本文用电化学方法制备了二氧化钛纳米管，并用扫描电子显微镜和X 衍射对其形貌及组成进行了表征. 进一步研究了木质素的两个模型化合物, 1-(3,4-dimethoxyphenoxy)-2-(2-methoxyphenoxy) -1,3-propanediol (DMP) and 3-hydroxy-1-(3,4-dimethoxyphenoxy)-2-(2-methoxyphenoxy)-1,3-propanone (HDM),在二氧化钛纳米管上的光电氧化. 在DMP的光电氧化过程中, 一个新的紫外吸收峰出现在波长304 nm处. 虽然中间体的形成速率随着浓度的增加而增加, 却随着温度的增加而减少. 尽管HDM 和DMP在结构上有很小的差别, 在氧化过程中DMP却呈现出很小的吸光度变化, 表明HDM 不易被光电氧化. 量子化学计算结果也表明，DMP更容易被氧化, 这个结果与光电氧化的结果相吻合.

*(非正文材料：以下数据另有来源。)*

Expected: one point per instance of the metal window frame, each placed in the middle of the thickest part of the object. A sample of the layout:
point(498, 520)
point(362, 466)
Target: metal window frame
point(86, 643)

关键词： 光电氧化; 二氧化钛纳米管; 原位紫外可见光谱; 木质素模型化合物; DFT 计算

本文引用格式

Min Tian , Daniel Liba , Aicheng Chen . 木质素模型化合物在二氧化钛纳米管上光电氧化的动力学研究[J]. 电化学, 2012 , 18(6) : 537 -547 . DOI: 10.61558/2993-074X.2622

Abstract

In this study, TiO₂ nanotubes were prepared via the electrochemical oxidation of titanium substrates in a non-aqueous electrolyte and their morphology and microstructures were examined by scanning electron microscopy (SEM) and X-ray diffraction (XRD). The photoelectrochemical oxidation of two lignin model compounds, 1-(3,4-dimethoxyphenoxy)-2-(2-methoxyphenoxy)-1,3-propanediol (DMP) and 3-hydroxy-1-(3,4-dimethoxyphenoxy)-2-(2-methoxyphenoxy)-1,3-propanone (HDM), was investigated. A new band appeared at ~304 nm during the photoelectrochemical oxidation of DMP. The rate of DMP intermediate formation was amplified with the increase of initial concentrations, while it was diminished with increased temperature. Despite the similarity in structure between HDM and DMP, there are only small increases in absorbance during the oxidation of HDM, suggesting that HDM is less reactive. Quantum chemical calculations based on the density functional theory (DFT) were performed in order to link photoelectrochemical reactivity with specific molecular properties. Relatively higher ELUMO-EHOMO of HDM makes it more stable and thus more refractory to oxidation, which is consistent with our photoelectrochemical results.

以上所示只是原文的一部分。